Steven E. North, Esq. and Laurence M. Deutsch, Esq.

A false positive is just what it sounds like. A patient’s test result indicates positive (yes, the condition is present) when, in fact, it is not. It is easy to imagine a patient’s happiness on learning that the test result was wrong, but what sometimes goes unrecognized is the anguish a patient experiences between the time of the initial result and the ultimate, happier finding.

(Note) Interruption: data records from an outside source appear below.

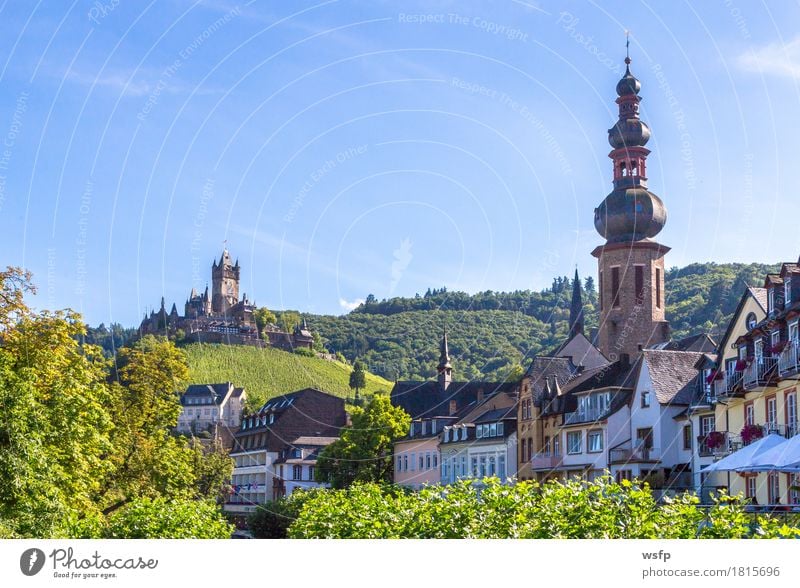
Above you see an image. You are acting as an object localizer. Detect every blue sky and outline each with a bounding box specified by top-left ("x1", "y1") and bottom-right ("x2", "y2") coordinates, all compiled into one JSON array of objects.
[{"x1": 0, "y1": 0, "x2": 800, "y2": 325}]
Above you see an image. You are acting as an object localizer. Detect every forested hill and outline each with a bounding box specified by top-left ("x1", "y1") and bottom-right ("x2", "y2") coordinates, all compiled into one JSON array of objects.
[{"x1": 308, "y1": 263, "x2": 777, "y2": 379}]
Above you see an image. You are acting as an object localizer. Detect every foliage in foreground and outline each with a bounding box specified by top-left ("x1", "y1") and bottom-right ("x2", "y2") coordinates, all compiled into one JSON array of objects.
[
  {"x1": 0, "y1": 268, "x2": 232, "y2": 538},
  {"x1": 289, "y1": 477, "x2": 800, "y2": 539}
]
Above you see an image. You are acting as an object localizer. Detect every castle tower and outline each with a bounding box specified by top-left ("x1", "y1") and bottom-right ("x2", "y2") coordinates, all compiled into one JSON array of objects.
[
  {"x1": 592, "y1": 51, "x2": 669, "y2": 360},
  {"x1": 211, "y1": 248, "x2": 239, "y2": 314},
  {"x1": 436, "y1": 329, "x2": 453, "y2": 390},
  {"x1": 569, "y1": 268, "x2": 583, "y2": 337}
]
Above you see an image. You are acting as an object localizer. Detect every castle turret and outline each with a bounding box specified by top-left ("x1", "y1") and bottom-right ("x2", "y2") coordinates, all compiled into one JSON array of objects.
[
  {"x1": 592, "y1": 47, "x2": 669, "y2": 359},
  {"x1": 211, "y1": 249, "x2": 240, "y2": 314},
  {"x1": 436, "y1": 329, "x2": 453, "y2": 390}
]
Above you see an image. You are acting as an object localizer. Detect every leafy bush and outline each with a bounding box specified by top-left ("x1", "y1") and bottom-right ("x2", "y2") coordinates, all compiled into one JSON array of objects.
[
  {"x1": 103, "y1": 498, "x2": 233, "y2": 539},
  {"x1": 289, "y1": 476, "x2": 800, "y2": 539}
]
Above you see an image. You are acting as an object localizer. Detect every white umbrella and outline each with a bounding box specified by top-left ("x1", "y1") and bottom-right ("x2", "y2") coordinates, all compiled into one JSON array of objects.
[
  {"x1": 702, "y1": 433, "x2": 786, "y2": 472},
  {"x1": 739, "y1": 435, "x2": 800, "y2": 472}
]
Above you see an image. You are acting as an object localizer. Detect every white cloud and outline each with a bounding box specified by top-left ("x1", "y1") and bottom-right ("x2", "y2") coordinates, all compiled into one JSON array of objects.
[
  {"x1": 737, "y1": 36, "x2": 800, "y2": 79},
  {"x1": 339, "y1": 298, "x2": 364, "y2": 312}
]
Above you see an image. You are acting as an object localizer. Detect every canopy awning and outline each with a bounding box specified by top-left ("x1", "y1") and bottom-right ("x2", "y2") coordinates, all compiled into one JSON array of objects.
[{"x1": 701, "y1": 433, "x2": 787, "y2": 473}]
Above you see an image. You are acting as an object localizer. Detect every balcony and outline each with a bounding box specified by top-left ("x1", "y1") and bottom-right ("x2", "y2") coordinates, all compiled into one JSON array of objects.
[
  {"x1": 608, "y1": 447, "x2": 661, "y2": 463},
  {"x1": 778, "y1": 341, "x2": 800, "y2": 378},
  {"x1": 697, "y1": 431, "x2": 742, "y2": 457},
  {"x1": 564, "y1": 408, "x2": 608, "y2": 425},
  {"x1": 531, "y1": 453, "x2": 564, "y2": 470},
  {"x1": 742, "y1": 357, "x2": 778, "y2": 390}
]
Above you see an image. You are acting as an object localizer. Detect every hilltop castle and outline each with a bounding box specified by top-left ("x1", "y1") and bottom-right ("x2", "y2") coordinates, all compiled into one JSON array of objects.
[{"x1": 139, "y1": 248, "x2": 314, "y2": 351}]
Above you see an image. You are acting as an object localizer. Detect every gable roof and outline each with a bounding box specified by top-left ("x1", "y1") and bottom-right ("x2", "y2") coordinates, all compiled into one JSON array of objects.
[
  {"x1": 717, "y1": 287, "x2": 767, "y2": 358},
  {"x1": 186, "y1": 382, "x2": 236, "y2": 404},
  {"x1": 390, "y1": 380, "x2": 517, "y2": 419},
  {"x1": 642, "y1": 349, "x2": 703, "y2": 405},
  {"x1": 546, "y1": 333, "x2": 608, "y2": 369}
]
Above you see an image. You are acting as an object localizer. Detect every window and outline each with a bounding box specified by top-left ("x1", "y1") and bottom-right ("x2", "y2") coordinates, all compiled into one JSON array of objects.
[
  {"x1": 636, "y1": 427, "x2": 653, "y2": 449},
  {"x1": 767, "y1": 396, "x2": 778, "y2": 431},
  {"x1": 786, "y1": 474, "x2": 800, "y2": 504},
  {"x1": 744, "y1": 402, "x2": 756, "y2": 425},
  {"x1": 616, "y1": 470, "x2": 633, "y2": 484},
  {"x1": 656, "y1": 268, "x2": 661, "y2": 308},
  {"x1": 744, "y1": 476, "x2": 756, "y2": 500},
  {"x1": 633, "y1": 265, "x2": 644, "y2": 304},
  {"x1": 611, "y1": 267, "x2": 619, "y2": 308},
  {"x1": 586, "y1": 431, "x2": 603, "y2": 453},
  {"x1": 567, "y1": 431, "x2": 583, "y2": 454},
  {"x1": 597, "y1": 271, "x2": 603, "y2": 310},
  {"x1": 767, "y1": 472, "x2": 781, "y2": 504},
  {"x1": 784, "y1": 392, "x2": 797, "y2": 437}
]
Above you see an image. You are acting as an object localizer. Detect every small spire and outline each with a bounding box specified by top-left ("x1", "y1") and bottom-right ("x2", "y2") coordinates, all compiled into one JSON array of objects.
[{"x1": 569, "y1": 267, "x2": 583, "y2": 337}]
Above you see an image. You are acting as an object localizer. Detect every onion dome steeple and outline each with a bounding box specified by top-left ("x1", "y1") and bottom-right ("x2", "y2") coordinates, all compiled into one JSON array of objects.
[
  {"x1": 436, "y1": 329, "x2": 453, "y2": 390},
  {"x1": 594, "y1": 47, "x2": 667, "y2": 243}
]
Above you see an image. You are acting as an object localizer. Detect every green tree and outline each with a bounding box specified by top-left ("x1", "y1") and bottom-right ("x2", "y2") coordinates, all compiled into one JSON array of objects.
[
  {"x1": 102, "y1": 497, "x2": 233, "y2": 539},
  {"x1": 350, "y1": 361, "x2": 367, "y2": 399},
  {"x1": 316, "y1": 394, "x2": 411, "y2": 488},
  {"x1": 260, "y1": 306, "x2": 278, "y2": 337}
]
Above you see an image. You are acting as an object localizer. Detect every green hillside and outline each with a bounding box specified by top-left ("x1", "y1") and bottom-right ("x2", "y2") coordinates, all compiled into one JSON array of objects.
[
  {"x1": 307, "y1": 263, "x2": 777, "y2": 380},
  {"x1": 184, "y1": 343, "x2": 392, "y2": 407}
]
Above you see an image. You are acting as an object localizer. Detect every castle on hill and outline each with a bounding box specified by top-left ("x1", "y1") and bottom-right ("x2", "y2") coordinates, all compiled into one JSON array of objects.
[{"x1": 139, "y1": 248, "x2": 314, "y2": 351}]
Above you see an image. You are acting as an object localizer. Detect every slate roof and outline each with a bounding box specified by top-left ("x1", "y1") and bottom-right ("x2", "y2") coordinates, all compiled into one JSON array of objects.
[
  {"x1": 642, "y1": 349, "x2": 703, "y2": 406},
  {"x1": 649, "y1": 333, "x2": 717, "y2": 353},
  {"x1": 474, "y1": 406, "x2": 517, "y2": 425},
  {"x1": 748, "y1": 288, "x2": 769, "y2": 312},
  {"x1": 181, "y1": 382, "x2": 238, "y2": 404},
  {"x1": 545, "y1": 333, "x2": 608, "y2": 369},
  {"x1": 391, "y1": 380, "x2": 517, "y2": 419}
]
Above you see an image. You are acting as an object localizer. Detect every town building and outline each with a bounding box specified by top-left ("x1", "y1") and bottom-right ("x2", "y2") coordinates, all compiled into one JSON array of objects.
[
  {"x1": 176, "y1": 382, "x2": 247, "y2": 436},
  {"x1": 519, "y1": 52, "x2": 716, "y2": 494},
  {"x1": 391, "y1": 332, "x2": 518, "y2": 489},
  {"x1": 224, "y1": 388, "x2": 347, "y2": 514},
  {"x1": 696, "y1": 262, "x2": 800, "y2": 505},
  {"x1": 139, "y1": 248, "x2": 314, "y2": 351}
]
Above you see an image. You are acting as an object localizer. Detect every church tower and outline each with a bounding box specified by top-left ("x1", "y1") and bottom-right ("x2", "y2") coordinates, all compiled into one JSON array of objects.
[
  {"x1": 592, "y1": 51, "x2": 669, "y2": 360},
  {"x1": 436, "y1": 329, "x2": 453, "y2": 390},
  {"x1": 211, "y1": 248, "x2": 239, "y2": 314}
]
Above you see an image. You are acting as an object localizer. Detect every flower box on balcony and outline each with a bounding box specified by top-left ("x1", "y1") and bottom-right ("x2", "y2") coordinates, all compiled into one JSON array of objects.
[
  {"x1": 741, "y1": 425, "x2": 764, "y2": 445},
  {"x1": 706, "y1": 431, "x2": 725, "y2": 450},
  {"x1": 769, "y1": 341, "x2": 789, "y2": 355}
]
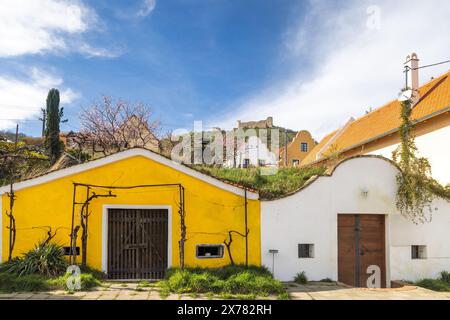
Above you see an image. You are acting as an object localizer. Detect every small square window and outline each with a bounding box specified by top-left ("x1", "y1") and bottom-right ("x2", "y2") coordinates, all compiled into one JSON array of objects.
[
  {"x1": 196, "y1": 244, "x2": 223, "y2": 259},
  {"x1": 300, "y1": 142, "x2": 308, "y2": 152},
  {"x1": 298, "y1": 243, "x2": 314, "y2": 258},
  {"x1": 63, "y1": 247, "x2": 80, "y2": 256},
  {"x1": 411, "y1": 245, "x2": 427, "y2": 259}
]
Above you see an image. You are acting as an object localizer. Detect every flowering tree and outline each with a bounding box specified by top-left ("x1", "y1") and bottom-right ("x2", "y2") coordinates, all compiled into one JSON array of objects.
[{"x1": 77, "y1": 97, "x2": 159, "y2": 155}]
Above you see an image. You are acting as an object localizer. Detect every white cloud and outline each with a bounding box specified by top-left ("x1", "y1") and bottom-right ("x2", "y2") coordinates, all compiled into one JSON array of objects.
[
  {"x1": 0, "y1": 68, "x2": 77, "y2": 129},
  {"x1": 137, "y1": 0, "x2": 156, "y2": 17},
  {"x1": 0, "y1": 0, "x2": 116, "y2": 57},
  {"x1": 214, "y1": 0, "x2": 450, "y2": 139}
]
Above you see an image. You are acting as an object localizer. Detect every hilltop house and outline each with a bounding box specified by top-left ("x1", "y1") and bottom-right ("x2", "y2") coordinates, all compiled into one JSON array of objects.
[
  {"x1": 226, "y1": 117, "x2": 298, "y2": 168},
  {"x1": 279, "y1": 130, "x2": 317, "y2": 167},
  {"x1": 261, "y1": 54, "x2": 450, "y2": 287}
]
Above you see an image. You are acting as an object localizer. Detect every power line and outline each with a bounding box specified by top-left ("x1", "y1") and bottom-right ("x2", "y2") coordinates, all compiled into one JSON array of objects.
[{"x1": 412, "y1": 60, "x2": 450, "y2": 70}]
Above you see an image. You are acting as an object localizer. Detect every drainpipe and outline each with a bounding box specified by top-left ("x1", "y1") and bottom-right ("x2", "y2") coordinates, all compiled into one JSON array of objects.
[{"x1": 244, "y1": 188, "x2": 248, "y2": 267}]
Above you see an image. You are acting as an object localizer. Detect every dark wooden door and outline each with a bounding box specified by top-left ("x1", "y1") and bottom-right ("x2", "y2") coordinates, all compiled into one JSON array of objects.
[
  {"x1": 338, "y1": 214, "x2": 386, "y2": 288},
  {"x1": 108, "y1": 209, "x2": 168, "y2": 279}
]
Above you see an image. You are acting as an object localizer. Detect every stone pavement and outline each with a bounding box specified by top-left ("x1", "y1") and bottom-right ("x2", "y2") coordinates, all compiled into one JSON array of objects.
[
  {"x1": 286, "y1": 283, "x2": 450, "y2": 300},
  {"x1": 0, "y1": 282, "x2": 450, "y2": 300}
]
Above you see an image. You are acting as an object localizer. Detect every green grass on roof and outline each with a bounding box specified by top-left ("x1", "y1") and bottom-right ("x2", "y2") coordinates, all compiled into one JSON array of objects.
[{"x1": 195, "y1": 166, "x2": 326, "y2": 200}]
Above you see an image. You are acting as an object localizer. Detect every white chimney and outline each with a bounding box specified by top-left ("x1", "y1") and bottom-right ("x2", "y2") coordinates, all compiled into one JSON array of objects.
[{"x1": 405, "y1": 53, "x2": 420, "y2": 105}]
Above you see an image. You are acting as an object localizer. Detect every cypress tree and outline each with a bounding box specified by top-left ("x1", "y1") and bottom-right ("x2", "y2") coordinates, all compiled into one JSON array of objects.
[{"x1": 45, "y1": 89, "x2": 63, "y2": 164}]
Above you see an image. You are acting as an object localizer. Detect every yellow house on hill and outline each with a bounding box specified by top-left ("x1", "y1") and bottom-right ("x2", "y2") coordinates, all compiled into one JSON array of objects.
[{"x1": 0, "y1": 148, "x2": 261, "y2": 279}]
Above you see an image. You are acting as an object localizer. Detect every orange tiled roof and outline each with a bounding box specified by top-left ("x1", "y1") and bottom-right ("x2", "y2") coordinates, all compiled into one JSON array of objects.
[{"x1": 303, "y1": 71, "x2": 450, "y2": 165}]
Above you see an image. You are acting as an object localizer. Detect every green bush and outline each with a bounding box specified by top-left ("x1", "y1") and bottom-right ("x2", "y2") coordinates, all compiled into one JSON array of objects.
[
  {"x1": 320, "y1": 278, "x2": 336, "y2": 283},
  {"x1": 0, "y1": 243, "x2": 67, "y2": 277},
  {"x1": 294, "y1": 271, "x2": 308, "y2": 284},
  {"x1": 440, "y1": 271, "x2": 450, "y2": 286},
  {"x1": 160, "y1": 266, "x2": 284, "y2": 296},
  {"x1": 48, "y1": 273, "x2": 101, "y2": 291},
  {"x1": 416, "y1": 279, "x2": 450, "y2": 291}
]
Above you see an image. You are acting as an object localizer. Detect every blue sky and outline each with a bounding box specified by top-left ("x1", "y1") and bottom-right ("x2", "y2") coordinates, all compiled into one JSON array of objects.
[
  {"x1": 0, "y1": 0, "x2": 450, "y2": 139},
  {"x1": 0, "y1": 0, "x2": 302, "y2": 134}
]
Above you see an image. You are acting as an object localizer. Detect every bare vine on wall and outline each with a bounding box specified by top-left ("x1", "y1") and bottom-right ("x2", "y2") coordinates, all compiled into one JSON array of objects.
[
  {"x1": 79, "y1": 189, "x2": 116, "y2": 267},
  {"x1": 393, "y1": 96, "x2": 450, "y2": 223},
  {"x1": 223, "y1": 230, "x2": 250, "y2": 265}
]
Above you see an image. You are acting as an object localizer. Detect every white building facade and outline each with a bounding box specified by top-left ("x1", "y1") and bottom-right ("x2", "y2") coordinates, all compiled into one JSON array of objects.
[{"x1": 261, "y1": 156, "x2": 450, "y2": 287}]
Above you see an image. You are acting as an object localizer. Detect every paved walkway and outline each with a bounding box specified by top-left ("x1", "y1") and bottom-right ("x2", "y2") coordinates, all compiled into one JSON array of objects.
[
  {"x1": 0, "y1": 282, "x2": 450, "y2": 300},
  {"x1": 287, "y1": 283, "x2": 450, "y2": 300}
]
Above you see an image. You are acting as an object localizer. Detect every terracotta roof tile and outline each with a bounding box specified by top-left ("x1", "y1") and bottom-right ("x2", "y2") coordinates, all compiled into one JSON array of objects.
[{"x1": 303, "y1": 71, "x2": 450, "y2": 165}]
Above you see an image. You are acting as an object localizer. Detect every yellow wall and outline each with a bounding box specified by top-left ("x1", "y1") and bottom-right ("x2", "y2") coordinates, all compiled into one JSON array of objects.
[
  {"x1": 280, "y1": 130, "x2": 316, "y2": 167},
  {"x1": 2, "y1": 156, "x2": 261, "y2": 269}
]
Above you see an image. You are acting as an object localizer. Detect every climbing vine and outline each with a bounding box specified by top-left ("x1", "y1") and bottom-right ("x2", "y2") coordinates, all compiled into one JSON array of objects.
[{"x1": 393, "y1": 96, "x2": 450, "y2": 223}]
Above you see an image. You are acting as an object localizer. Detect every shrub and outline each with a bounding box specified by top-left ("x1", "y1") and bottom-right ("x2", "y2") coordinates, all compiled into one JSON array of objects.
[
  {"x1": 416, "y1": 279, "x2": 450, "y2": 291},
  {"x1": 48, "y1": 273, "x2": 101, "y2": 291},
  {"x1": 440, "y1": 271, "x2": 450, "y2": 285},
  {"x1": 0, "y1": 243, "x2": 67, "y2": 277},
  {"x1": 160, "y1": 266, "x2": 284, "y2": 296},
  {"x1": 294, "y1": 271, "x2": 308, "y2": 284}
]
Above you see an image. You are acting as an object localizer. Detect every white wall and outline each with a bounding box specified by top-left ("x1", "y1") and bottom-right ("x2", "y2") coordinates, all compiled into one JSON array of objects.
[
  {"x1": 369, "y1": 126, "x2": 450, "y2": 185},
  {"x1": 226, "y1": 136, "x2": 278, "y2": 167},
  {"x1": 261, "y1": 157, "x2": 450, "y2": 284}
]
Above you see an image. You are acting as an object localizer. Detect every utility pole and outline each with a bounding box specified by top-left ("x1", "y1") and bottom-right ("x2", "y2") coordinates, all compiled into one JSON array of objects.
[
  {"x1": 284, "y1": 129, "x2": 288, "y2": 168},
  {"x1": 8, "y1": 124, "x2": 19, "y2": 261},
  {"x1": 39, "y1": 108, "x2": 47, "y2": 138}
]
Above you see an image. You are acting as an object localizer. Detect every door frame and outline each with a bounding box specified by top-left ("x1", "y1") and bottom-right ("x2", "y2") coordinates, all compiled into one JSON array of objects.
[
  {"x1": 102, "y1": 204, "x2": 172, "y2": 274},
  {"x1": 335, "y1": 212, "x2": 391, "y2": 288}
]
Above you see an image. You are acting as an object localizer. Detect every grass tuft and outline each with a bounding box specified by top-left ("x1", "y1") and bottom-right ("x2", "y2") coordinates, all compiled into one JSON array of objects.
[
  {"x1": 294, "y1": 271, "x2": 308, "y2": 284},
  {"x1": 195, "y1": 166, "x2": 326, "y2": 200},
  {"x1": 160, "y1": 266, "x2": 285, "y2": 299}
]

We prosecuted a medical malpractice case on behalf of a woman advised that a biopsy in the vaginal area was positive for cancer. Successful treatment would necessitate, among other things, a complete reconstruction of her reproductive system including radical surgical removal of all of her paravaginal tissue as well as her reproductive organs. It took weeks for this young woman to have the appropriate consultations and schedule surgery. It was not until she was in the hospital prepared to undergo the surgery that she was advised that a rereading of the pathology specimen revealed that it was not cancer at all and that in effect she could go home and celebrate. Nothing more be done.

Our client’s initial joy was quickly eclipsed by anger and distress. She found herself unable to purge from her mind the suffering she experienced from the time of the false positive result right up the very brink of life-altering surgery, when she learned that she did not have cancer. In addition to this phenomenon, patients like our client sometimes lose trust in the medical establishment, which may lead to their failure to follow up on other medical matters in the future.

Despite the emotional punishment experienced by patients like our client, the fact is that unless a skilled attorney can get the jury to fully appreciate the turmoil the patient endured, that jury might render an inconsequential damage verdict given the patient’s reprieve from a cancer diagnosis. It is also important to keep in mind that many studies reveal that both false positives and false negatives occur. The mere fact that the result is “wrong” does not mean that there was negligence or malpractice. It must be established that the error was not an acceptable one and that there was a misreading of the data which lead to the false findings.

Sometimes the worst of all situations is a false negative result because the patient and doctor may be led down the “garden path” thinking that all is well when immediate attention is required. Although some physicians may be reluctant to repeat test, it is important for a patient to insist if a result is seemingly “out of whack” with what would be reasonably expected. Sometimes news really is too good to be true.